En resumen: El Canon de la Biblia es el catálogo o lista de los libros que la Iglesia considera inspirados por Dios, llamados, por lo mismo, libros canónicos. Son 73 libros; 46 del Antiguo Testamento y 27 del Nuevo Testamento. El canon se aplica a toda la Sagrada Escritura, no sólo a unas partes. Es competencia de la Iglesia determinar cuáles son los libros inspirados y cuáles no, porque tiene la autoridad recibida de Cristo con la asistencia del Espíritu Santo. Además determina cuáles son, porque es ella quien los ha escrito a lo largo de los años. La Iglesia no lleva a cabo esta operación de modo arbitrario, sino mediante la aplicación de unos criterios tanto internos como externos, a través de los cuales le es permitido discernir y descubrir la regla de la fe y de la verdad en un determinado libro, como en un espejo.
Es interesante saber que los 73 libros de la Biblia que tenemos entre manos son fruto de un discernimiento, inspirado por Dios, que hizo la Iglesia, declarando cuáles libros son canónicos y cuáles apócrifos (como secretos, raros, extraños o no inspirados).
La pregunta que pronto se suscita es saber quién tiene la autoridad o la capacidad para decidir si un libro pertenece o no a la Biblia.
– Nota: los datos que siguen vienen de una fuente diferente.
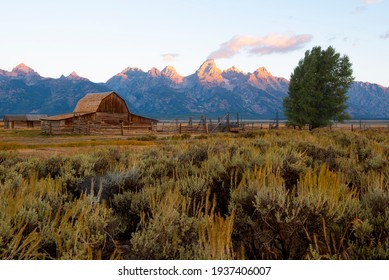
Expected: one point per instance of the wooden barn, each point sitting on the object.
(106, 108)
(23, 121)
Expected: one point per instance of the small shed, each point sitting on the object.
(106, 108)
(23, 121)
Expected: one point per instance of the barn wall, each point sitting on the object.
(112, 117)
(113, 104)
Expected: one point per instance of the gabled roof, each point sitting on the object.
(26, 117)
(91, 102)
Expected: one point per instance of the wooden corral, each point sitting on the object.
(94, 114)
(22, 121)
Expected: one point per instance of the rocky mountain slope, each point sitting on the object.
(165, 94)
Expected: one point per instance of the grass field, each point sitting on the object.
(284, 194)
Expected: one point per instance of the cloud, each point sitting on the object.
(386, 35)
(272, 43)
(169, 57)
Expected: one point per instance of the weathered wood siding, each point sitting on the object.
(113, 104)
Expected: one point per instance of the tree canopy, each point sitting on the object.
(318, 89)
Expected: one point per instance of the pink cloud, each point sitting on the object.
(272, 43)
(386, 35)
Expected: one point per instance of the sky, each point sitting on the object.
(99, 39)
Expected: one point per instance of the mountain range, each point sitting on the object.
(164, 94)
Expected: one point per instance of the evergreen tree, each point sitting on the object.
(318, 89)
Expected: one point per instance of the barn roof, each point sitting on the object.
(25, 117)
(91, 102)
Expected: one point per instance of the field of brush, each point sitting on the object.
(284, 194)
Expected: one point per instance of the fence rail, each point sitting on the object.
(202, 126)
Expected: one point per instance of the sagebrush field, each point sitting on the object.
(284, 194)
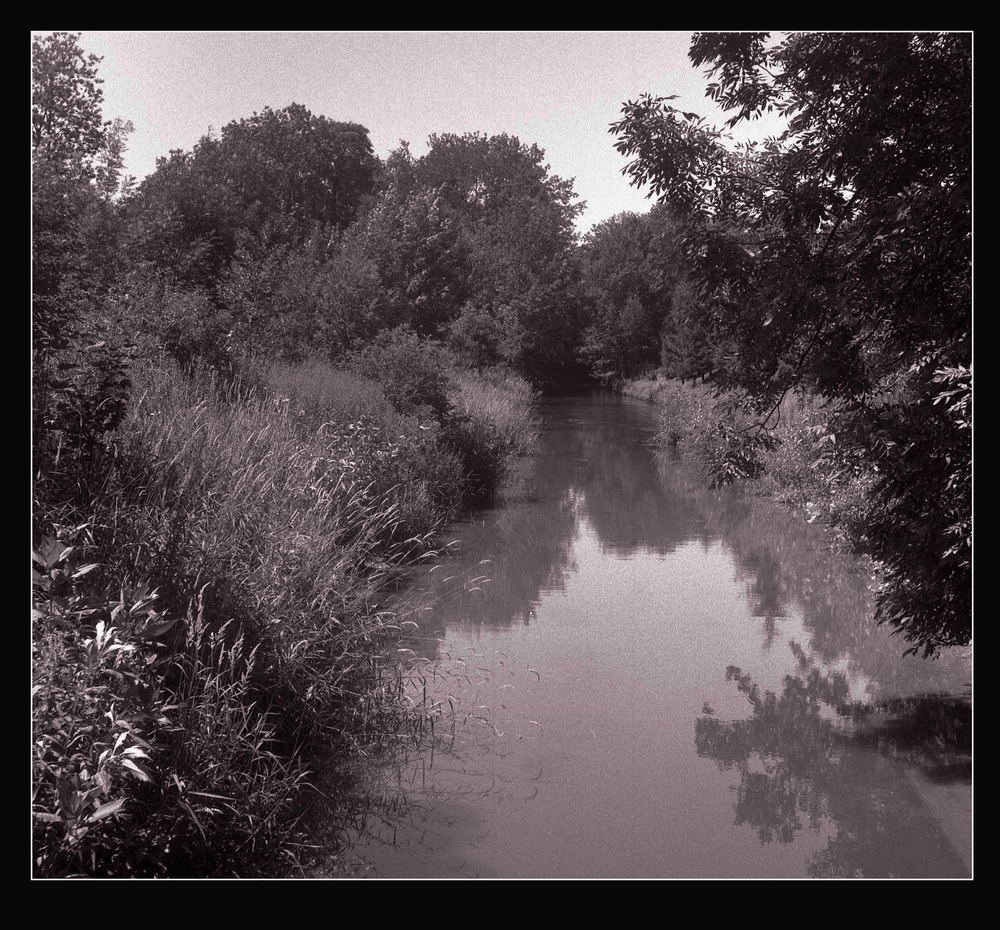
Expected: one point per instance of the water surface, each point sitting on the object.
(647, 678)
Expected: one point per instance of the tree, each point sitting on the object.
(630, 269)
(837, 257)
(66, 99)
(474, 242)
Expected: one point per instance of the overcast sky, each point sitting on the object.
(557, 89)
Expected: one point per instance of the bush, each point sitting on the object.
(220, 626)
(492, 424)
(413, 372)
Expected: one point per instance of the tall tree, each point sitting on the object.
(66, 97)
(837, 257)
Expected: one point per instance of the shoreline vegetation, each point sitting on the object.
(266, 375)
(207, 629)
(801, 465)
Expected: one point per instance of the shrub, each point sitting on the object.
(491, 425)
(413, 372)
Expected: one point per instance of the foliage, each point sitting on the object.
(491, 426)
(837, 257)
(473, 241)
(411, 371)
(66, 123)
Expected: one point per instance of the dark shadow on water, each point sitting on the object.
(810, 759)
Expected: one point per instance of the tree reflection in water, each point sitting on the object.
(810, 758)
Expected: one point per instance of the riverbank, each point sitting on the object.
(206, 579)
(801, 465)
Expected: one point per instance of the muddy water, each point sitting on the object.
(643, 677)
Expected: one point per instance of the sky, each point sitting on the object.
(560, 90)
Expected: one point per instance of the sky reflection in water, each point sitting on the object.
(655, 679)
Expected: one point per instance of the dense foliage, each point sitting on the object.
(216, 514)
(837, 257)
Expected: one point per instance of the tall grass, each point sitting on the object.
(491, 425)
(800, 464)
(205, 629)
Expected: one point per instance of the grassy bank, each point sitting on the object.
(799, 464)
(206, 581)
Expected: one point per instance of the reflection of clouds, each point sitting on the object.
(802, 767)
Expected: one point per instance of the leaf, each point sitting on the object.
(138, 772)
(107, 810)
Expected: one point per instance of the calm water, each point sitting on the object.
(653, 679)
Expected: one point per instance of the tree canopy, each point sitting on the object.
(837, 257)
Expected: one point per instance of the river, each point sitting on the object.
(647, 678)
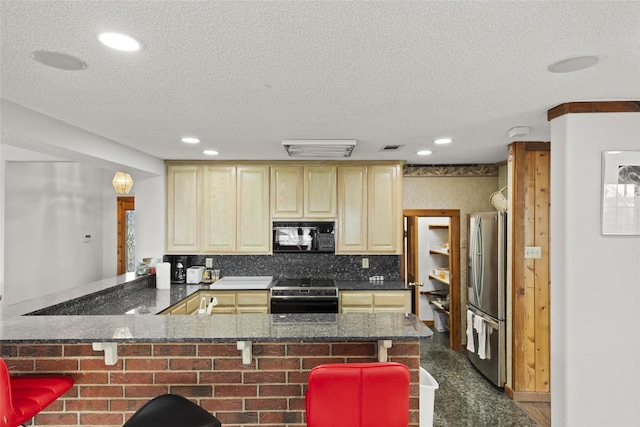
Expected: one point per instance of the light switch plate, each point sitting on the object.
(532, 252)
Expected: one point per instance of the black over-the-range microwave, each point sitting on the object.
(304, 237)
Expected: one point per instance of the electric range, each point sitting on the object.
(304, 295)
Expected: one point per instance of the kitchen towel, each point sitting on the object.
(163, 275)
(470, 346)
(481, 329)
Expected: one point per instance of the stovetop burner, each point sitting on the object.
(305, 283)
(305, 288)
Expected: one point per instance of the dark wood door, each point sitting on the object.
(124, 204)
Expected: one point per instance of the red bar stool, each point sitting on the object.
(358, 395)
(23, 397)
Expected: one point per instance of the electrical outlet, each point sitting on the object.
(532, 252)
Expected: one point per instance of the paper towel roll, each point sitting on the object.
(163, 275)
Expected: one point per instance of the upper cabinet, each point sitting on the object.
(369, 209)
(218, 209)
(227, 208)
(254, 224)
(184, 219)
(303, 192)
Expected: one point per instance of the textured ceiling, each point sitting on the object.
(242, 76)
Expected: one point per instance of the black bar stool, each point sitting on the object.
(170, 410)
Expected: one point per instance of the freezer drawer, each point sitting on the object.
(494, 366)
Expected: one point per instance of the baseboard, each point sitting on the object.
(527, 396)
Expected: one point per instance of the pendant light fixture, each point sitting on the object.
(122, 182)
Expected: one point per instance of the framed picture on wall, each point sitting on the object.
(621, 193)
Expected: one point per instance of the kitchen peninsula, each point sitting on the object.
(248, 369)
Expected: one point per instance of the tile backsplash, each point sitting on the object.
(326, 266)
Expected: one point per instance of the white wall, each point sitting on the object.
(595, 280)
(58, 201)
(51, 206)
(1, 228)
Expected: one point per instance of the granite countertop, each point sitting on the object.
(213, 328)
(119, 310)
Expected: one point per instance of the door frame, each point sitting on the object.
(124, 204)
(411, 257)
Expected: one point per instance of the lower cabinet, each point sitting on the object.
(229, 302)
(375, 301)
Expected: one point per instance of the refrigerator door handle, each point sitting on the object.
(478, 262)
(485, 317)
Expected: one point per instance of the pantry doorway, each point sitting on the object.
(414, 249)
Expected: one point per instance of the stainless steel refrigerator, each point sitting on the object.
(486, 294)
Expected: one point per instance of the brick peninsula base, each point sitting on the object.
(267, 392)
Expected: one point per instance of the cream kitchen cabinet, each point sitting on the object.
(369, 209)
(303, 192)
(222, 209)
(252, 210)
(390, 301)
(229, 302)
(184, 212)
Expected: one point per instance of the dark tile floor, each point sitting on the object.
(465, 397)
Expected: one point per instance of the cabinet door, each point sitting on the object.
(385, 209)
(183, 209)
(320, 191)
(253, 228)
(219, 231)
(356, 302)
(352, 213)
(286, 192)
(392, 302)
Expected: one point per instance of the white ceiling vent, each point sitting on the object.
(391, 147)
(319, 147)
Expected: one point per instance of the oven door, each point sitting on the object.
(304, 305)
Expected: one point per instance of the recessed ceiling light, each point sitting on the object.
(59, 60)
(190, 140)
(570, 65)
(120, 42)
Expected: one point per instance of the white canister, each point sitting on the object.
(163, 275)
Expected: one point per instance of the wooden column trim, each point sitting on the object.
(593, 107)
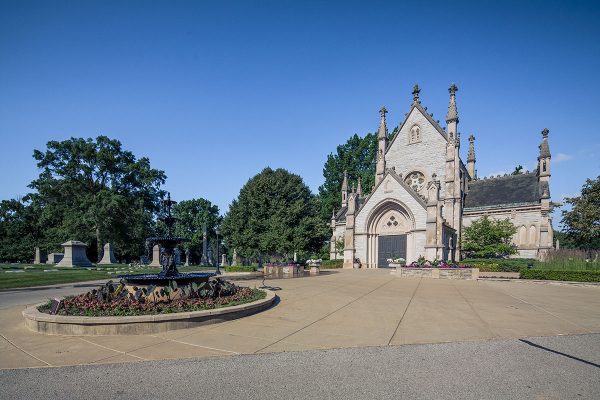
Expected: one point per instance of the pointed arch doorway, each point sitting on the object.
(389, 234)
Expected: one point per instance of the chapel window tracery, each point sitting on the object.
(415, 134)
(415, 180)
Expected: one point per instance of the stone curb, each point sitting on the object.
(138, 324)
(543, 281)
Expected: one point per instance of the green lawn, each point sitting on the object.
(34, 275)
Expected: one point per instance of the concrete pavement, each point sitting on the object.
(355, 308)
(564, 367)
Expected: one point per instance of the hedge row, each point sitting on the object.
(553, 275)
(239, 268)
(331, 264)
(499, 264)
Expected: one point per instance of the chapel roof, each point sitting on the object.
(503, 190)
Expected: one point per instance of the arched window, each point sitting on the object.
(522, 235)
(415, 134)
(532, 235)
(415, 180)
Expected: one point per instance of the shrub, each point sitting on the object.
(239, 268)
(503, 264)
(554, 275)
(332, 264)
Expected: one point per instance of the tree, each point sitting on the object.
(191, 216)
(274, 215)
(19, 230)
(488, 237)
(358, 157)
(94, 191)
(582, 222)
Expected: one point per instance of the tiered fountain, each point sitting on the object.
(168, 244)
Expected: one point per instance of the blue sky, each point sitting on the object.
(212, 92)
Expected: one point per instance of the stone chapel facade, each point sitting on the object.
(424, 196)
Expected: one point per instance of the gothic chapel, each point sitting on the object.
(424, 195)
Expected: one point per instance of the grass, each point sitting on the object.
(34, 275)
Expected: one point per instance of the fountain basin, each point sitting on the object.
(162, 279)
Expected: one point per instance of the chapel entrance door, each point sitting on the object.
(390, 246)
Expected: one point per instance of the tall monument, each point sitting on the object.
(205, 260)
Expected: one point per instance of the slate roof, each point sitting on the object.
(503, 190)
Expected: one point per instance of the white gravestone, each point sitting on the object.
(155, 256)
(74, 255)
(109, 256)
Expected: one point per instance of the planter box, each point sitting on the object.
(284, 270)
(438, 273)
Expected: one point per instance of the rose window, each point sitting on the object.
(415, 180)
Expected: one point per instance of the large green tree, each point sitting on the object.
(20, 231)
(95, 191)
(487, 237)
(274, 215)
(582, 222)
(191, 216)
(358, 157)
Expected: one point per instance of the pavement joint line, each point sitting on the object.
(405, 310)
(485, 323)
(329, 314)
(547, 312)
(204, 347)
(111, 349)
(25, 351)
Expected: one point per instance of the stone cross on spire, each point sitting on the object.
(416, 92)
(471, 155)
(452, 115)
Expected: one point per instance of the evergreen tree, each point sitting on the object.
(191, 216)
(488, 237)
(274, 215)
(582, 222)
(358, 157)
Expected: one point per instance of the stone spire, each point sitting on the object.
(471, 157)
(345, 190)
(544, 158)
(416, 91)
(382, 134)
(544, 148)
(452, 115)
(381, 147)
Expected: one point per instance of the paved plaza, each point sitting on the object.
(338, 309)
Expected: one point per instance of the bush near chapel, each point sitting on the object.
(486, 238)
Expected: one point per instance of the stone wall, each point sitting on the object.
(438, 273)
(526, 219)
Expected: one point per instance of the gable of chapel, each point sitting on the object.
(418, 147)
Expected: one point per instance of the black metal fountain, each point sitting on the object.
(168, 244)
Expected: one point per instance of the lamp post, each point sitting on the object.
(218, 271)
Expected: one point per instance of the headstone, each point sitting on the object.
(155, 256)
(234, 261)
(54, 258)
(40, 256)
(205, 257)
(75, 256)
(177, 256)
(109, 256)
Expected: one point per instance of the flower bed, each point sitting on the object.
(284, 270)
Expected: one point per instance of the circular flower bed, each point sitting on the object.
(119, 300)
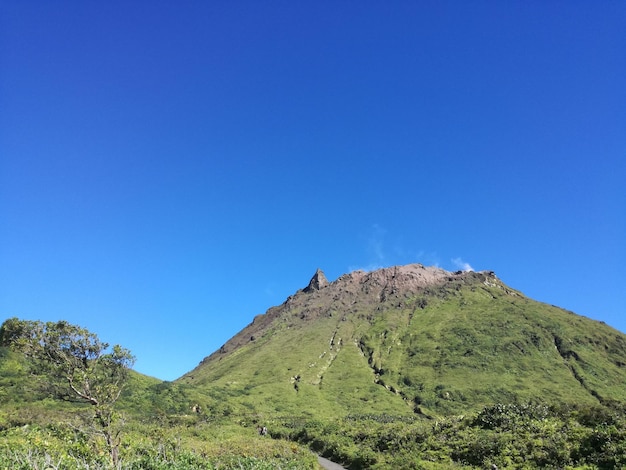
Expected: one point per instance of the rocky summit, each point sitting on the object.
(412, 339)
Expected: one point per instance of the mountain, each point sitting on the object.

La Iglesia lo único que hace es atestiguar que ese libro existente ha sido inspirado por Dios; no es la Iglesia quien inventa los libros. ¿Por qué corresponde a la Iglesia discernir que ese libro es inspirado por Dios? Por dos motivos:

a) Porque la Biblia, Palabra de Dios escrita, es fruto de la predicación de la Iglesia misma: fue la primera comunidad cristiana quien empezó a poner por escrito su predicación sobre la vida y doctrina de Jesús. Entonces sólo a ella pertenece la justa interpretación de lo que escribió; como pertenece sólo al autor de un libro interpretar rectamente lo que escribió en su libro.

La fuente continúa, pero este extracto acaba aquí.